Разумеется, слово «китаизированный» не означало какого бы то ни было сходства с китайской характерностью, так трогательно переданной Бабановой в спектакле «Рычи, Китай!». Оно означало лишь изящную четкость рисунка, которой добивался Мейерхольд от каждого из актеров. В гигантской многофигурной фреске «Ревизора» мало кто из исполнителей владел с таким искусством {98} техникой «остранения» (словцо, уже введенное в употребление «формальной школой»).
«Площадку “Ревизора” хочется назвать квалификационной площадкой, предназначенной для испытания актера», — скажет Гвоздев. Это испытание Бабанова выдержала на обычном высоком уровне.

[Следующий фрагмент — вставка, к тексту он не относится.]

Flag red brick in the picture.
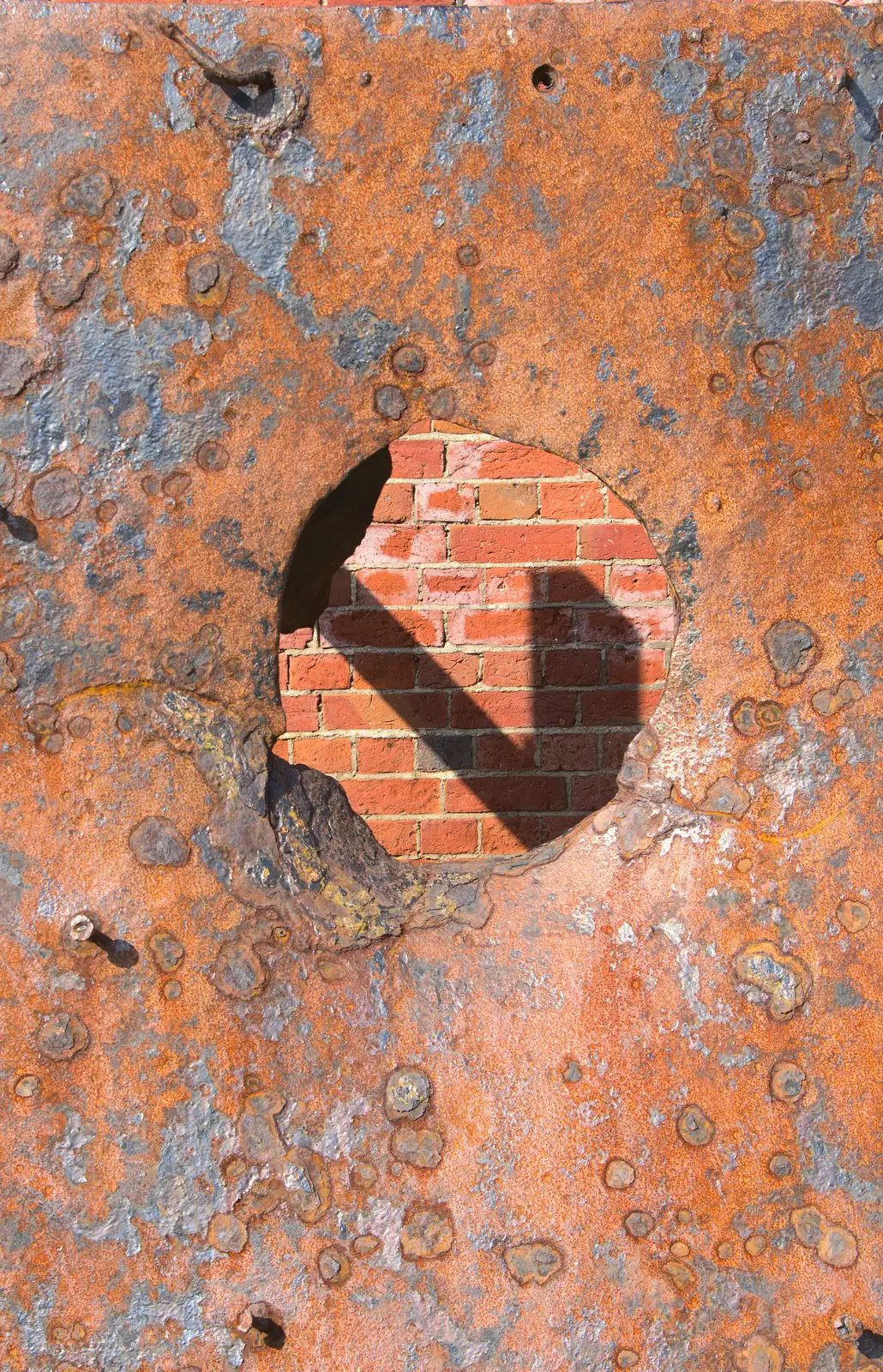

Приняв свою второстепенную участь, она, казалось бы, могла рассчитывать на простую лояльность Всеволода Эмильевича и его жены. Увы, ситуацию невольного соперничества, которую она, как истая актриса, сполна реализовала сценически, Зинаида Райх, как истая женщина, реализовала житейски, не преминув вовлечь в нее Мейерхольда. Гонения на Бабанову поднялись еще до официальной премьеры.
Из письма М. И. Бабановой автору
«Несчастья начались с посещения одной “ночной” репетиции Андреем Белым…».

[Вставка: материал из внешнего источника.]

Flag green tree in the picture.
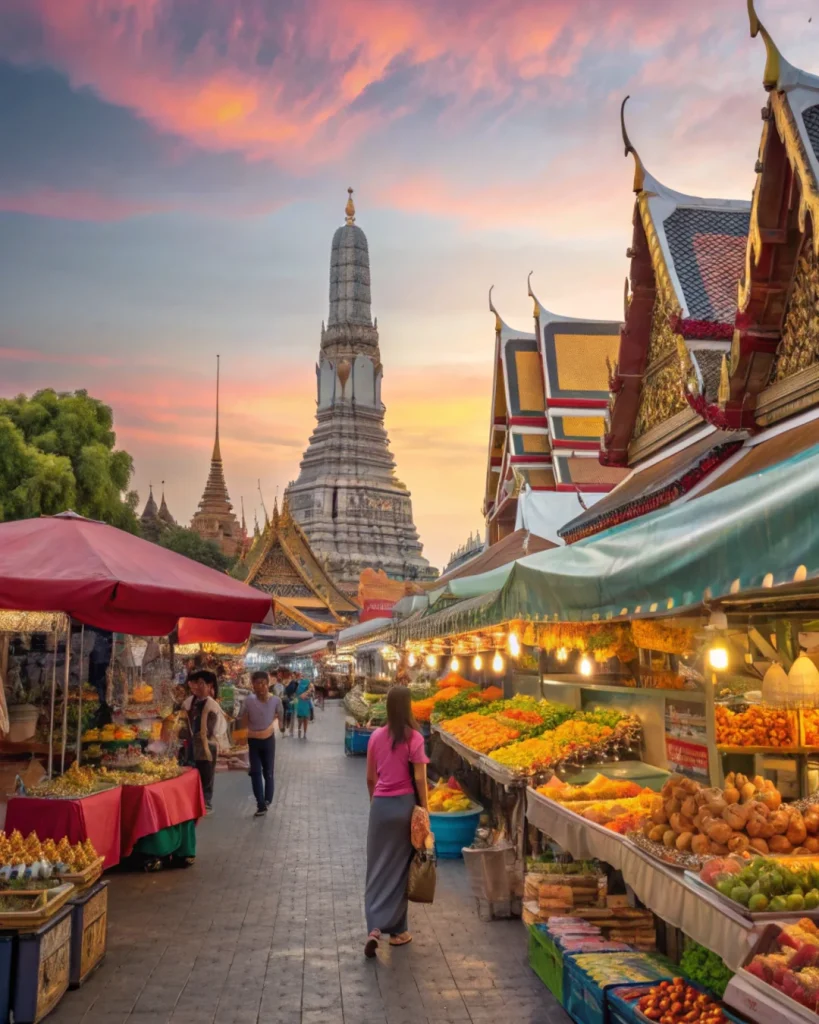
[0,388,138,534]
[157,526,233,572]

На самом деле все началось раньше. Все началось давно и лишь развязалось в «Ревизоре». То, что случилось с Бабановой, случалось рано или поздно со всеми учениками Мастера. Трагедию любви и расставания с Мейерхольдом пережили Игорь Ильинский и Сергей Эйзенштейн, Алексей Файко и Лео Арнштам. Много {99} раз описаны внезапные вспышки подозрительности Мейерхольда к тем, к кому еще недавно он благоволил, кем увлекался, кому доверялся. Чтобы вызвать приступ необъяснимой его подозрительности, не обязательно было быть крупным; но быть достаточно крупным и самостоятельным значило рано или поздно ее на себя навлечь.
«Мейерхольд!
Сочетание гениальности творца и коварства личности.
Неисчислимые муки тех, кто, как я, беззаветно его любили.
Неисчислимые мгновения восторга, наблюдая магию творчества этого неповторимого волшебника театра.
Сколько раз уходил Ильинский.
Как мучилась Бабанова.
Какой ад — слава богу кратковременный! — пережил я, прежде чем быть вытолкнутым за двери рая, из рядов его театра, когда я “посмел” обзавестись своим коллективом на стороне — в Пролеткульте».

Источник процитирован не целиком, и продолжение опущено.